The Prime Minister is visiting a Queenstown skifield to mark the beginning of the ski season.
Jacinda Ardern has met with NZSki chief executive Paul Anderson and other skifield staff at The Remarkables this morning.
The tourist resort is upbeat as it prepares for its first uninterrupted ski season since the pandemic began.
However, those in the hospitality and tourism sectors are grappling with a critical worker shortage, with estimates up to a third of positions may be vacant.
Fergburger Group general manager Stephen Bradley yesterday said that NZSki had been able to secure staff thanks to the government going out of its way to make that happen.
But hospitality and other tourism operators need that support too, he said.
"We're going to miss winter. We are going to miss profits.

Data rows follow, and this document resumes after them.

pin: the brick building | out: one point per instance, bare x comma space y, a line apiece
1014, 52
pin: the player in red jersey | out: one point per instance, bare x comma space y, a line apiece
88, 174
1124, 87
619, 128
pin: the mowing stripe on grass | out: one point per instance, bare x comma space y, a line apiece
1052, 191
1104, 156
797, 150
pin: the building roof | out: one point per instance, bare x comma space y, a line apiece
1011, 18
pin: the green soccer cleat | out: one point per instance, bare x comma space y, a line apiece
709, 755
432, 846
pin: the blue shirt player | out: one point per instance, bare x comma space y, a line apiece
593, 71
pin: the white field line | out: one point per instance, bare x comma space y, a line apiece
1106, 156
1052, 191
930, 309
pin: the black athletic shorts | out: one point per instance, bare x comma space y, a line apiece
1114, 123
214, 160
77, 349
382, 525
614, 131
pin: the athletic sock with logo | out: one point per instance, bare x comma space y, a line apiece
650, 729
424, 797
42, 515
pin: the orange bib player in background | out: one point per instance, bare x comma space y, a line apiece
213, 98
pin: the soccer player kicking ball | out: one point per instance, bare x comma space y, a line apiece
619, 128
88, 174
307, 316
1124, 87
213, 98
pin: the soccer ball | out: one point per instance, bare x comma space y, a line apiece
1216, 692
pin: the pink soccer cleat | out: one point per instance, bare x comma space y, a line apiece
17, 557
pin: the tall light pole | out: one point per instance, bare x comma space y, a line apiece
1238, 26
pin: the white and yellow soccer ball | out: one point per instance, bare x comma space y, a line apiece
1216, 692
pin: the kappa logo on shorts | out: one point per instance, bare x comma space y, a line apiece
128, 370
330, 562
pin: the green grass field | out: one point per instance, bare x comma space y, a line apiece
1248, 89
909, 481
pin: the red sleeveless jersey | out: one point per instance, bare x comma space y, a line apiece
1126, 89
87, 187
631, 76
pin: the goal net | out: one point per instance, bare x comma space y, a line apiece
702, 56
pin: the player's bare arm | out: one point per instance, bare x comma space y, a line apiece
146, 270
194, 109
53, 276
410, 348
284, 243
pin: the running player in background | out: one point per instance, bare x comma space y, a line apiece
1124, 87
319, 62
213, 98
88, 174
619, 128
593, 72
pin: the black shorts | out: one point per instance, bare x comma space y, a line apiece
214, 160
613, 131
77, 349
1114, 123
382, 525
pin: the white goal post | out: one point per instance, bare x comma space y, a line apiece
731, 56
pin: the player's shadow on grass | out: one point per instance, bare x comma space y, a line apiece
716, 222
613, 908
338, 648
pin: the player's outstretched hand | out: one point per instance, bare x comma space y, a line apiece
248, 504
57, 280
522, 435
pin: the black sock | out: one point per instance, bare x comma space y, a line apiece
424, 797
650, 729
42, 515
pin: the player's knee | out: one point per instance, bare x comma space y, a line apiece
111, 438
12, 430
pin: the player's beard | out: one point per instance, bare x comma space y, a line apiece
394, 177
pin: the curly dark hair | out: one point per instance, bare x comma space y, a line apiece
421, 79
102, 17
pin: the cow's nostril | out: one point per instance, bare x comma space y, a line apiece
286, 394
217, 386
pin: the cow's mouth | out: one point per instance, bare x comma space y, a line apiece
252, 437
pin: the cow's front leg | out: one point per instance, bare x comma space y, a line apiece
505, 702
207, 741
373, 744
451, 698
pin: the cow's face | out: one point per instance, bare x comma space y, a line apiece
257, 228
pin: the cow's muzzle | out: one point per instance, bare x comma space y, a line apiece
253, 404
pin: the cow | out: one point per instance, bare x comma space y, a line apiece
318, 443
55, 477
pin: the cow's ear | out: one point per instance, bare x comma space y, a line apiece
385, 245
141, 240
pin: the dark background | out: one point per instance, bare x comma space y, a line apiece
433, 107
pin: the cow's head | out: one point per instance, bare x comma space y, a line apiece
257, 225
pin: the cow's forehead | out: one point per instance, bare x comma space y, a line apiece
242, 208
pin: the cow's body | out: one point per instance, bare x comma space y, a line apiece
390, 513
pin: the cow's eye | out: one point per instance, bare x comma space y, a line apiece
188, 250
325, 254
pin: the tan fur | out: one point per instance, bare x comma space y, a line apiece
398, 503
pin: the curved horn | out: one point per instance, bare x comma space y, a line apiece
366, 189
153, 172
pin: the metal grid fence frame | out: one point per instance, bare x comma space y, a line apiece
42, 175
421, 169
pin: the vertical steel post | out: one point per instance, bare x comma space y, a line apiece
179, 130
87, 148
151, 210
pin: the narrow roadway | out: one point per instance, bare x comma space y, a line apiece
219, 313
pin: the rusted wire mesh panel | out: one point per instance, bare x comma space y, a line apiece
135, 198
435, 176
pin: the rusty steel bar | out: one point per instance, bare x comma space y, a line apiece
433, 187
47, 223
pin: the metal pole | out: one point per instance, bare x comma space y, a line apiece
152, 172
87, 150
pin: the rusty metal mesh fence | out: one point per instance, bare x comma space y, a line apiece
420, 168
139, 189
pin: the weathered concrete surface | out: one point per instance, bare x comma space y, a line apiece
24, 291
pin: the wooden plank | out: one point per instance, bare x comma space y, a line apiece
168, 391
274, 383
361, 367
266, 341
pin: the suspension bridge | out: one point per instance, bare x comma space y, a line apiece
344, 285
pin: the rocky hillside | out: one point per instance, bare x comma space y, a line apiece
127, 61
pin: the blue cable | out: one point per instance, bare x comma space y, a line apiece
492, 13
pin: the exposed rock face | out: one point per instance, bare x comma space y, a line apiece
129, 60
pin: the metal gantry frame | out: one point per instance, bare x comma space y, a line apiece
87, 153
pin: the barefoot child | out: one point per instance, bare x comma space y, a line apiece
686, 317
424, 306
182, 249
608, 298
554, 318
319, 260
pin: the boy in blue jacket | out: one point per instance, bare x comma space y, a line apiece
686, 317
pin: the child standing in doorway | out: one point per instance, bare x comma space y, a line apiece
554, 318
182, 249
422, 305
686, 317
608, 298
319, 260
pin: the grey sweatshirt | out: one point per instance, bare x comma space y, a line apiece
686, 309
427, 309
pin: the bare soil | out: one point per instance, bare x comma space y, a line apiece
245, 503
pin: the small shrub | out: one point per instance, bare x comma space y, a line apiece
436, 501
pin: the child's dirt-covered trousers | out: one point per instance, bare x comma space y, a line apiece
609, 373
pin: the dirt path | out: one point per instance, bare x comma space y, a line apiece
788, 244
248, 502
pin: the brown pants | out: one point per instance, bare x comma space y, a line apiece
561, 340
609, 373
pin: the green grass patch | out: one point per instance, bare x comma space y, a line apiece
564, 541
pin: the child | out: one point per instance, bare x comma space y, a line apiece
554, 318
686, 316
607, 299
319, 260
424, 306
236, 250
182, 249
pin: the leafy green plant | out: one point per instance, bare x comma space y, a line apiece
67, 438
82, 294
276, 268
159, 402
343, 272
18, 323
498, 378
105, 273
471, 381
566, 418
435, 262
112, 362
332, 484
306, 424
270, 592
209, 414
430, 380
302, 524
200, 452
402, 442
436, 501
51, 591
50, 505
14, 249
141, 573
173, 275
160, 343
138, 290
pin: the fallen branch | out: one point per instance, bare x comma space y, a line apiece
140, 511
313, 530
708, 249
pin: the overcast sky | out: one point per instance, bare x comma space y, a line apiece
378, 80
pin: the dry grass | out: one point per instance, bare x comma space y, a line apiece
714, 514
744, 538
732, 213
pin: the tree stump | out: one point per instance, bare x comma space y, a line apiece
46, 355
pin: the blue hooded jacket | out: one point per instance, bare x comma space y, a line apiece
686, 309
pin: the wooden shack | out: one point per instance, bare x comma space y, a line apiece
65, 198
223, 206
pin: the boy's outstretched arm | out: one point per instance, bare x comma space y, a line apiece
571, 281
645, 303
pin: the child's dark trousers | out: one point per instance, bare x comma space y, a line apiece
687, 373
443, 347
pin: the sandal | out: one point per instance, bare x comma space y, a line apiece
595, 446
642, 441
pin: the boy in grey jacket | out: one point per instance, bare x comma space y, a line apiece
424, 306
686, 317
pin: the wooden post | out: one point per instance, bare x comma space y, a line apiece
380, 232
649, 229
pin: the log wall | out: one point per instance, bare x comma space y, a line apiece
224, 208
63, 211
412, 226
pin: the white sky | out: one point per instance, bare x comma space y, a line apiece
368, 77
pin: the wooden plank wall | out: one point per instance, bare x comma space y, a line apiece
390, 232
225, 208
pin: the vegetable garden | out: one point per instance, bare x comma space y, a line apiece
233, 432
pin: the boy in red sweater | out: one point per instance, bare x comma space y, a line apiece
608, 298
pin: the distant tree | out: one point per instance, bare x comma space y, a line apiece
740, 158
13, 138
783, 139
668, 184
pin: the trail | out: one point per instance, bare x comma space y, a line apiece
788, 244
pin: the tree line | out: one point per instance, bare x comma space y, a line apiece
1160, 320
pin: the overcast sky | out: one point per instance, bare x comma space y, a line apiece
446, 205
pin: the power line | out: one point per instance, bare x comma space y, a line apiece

We're going to miss a successful winter and unless the government starts to change immigration policy and helps us out like they helped NZSki out - we're going to miss summer this year too."
At present there are estimated to be more than 1000 job vacancies in Queenstown - almost 10 percent of the town's population.
Ardern said the government was taking advice from its experts on mandatory mask wearing in schools and keeping a close eye on what was happening in hospitals around the country.
There have been growing calls from those in the health sector to move the country back into red traffic light settings as hospitals are overrun with multiple waves of winter illness.
Traffic light settings were being regularly reviewed, Ardern said.
Covid case numbers, hospitalisations and those in ICU had dropped since the move to orange settings, she said.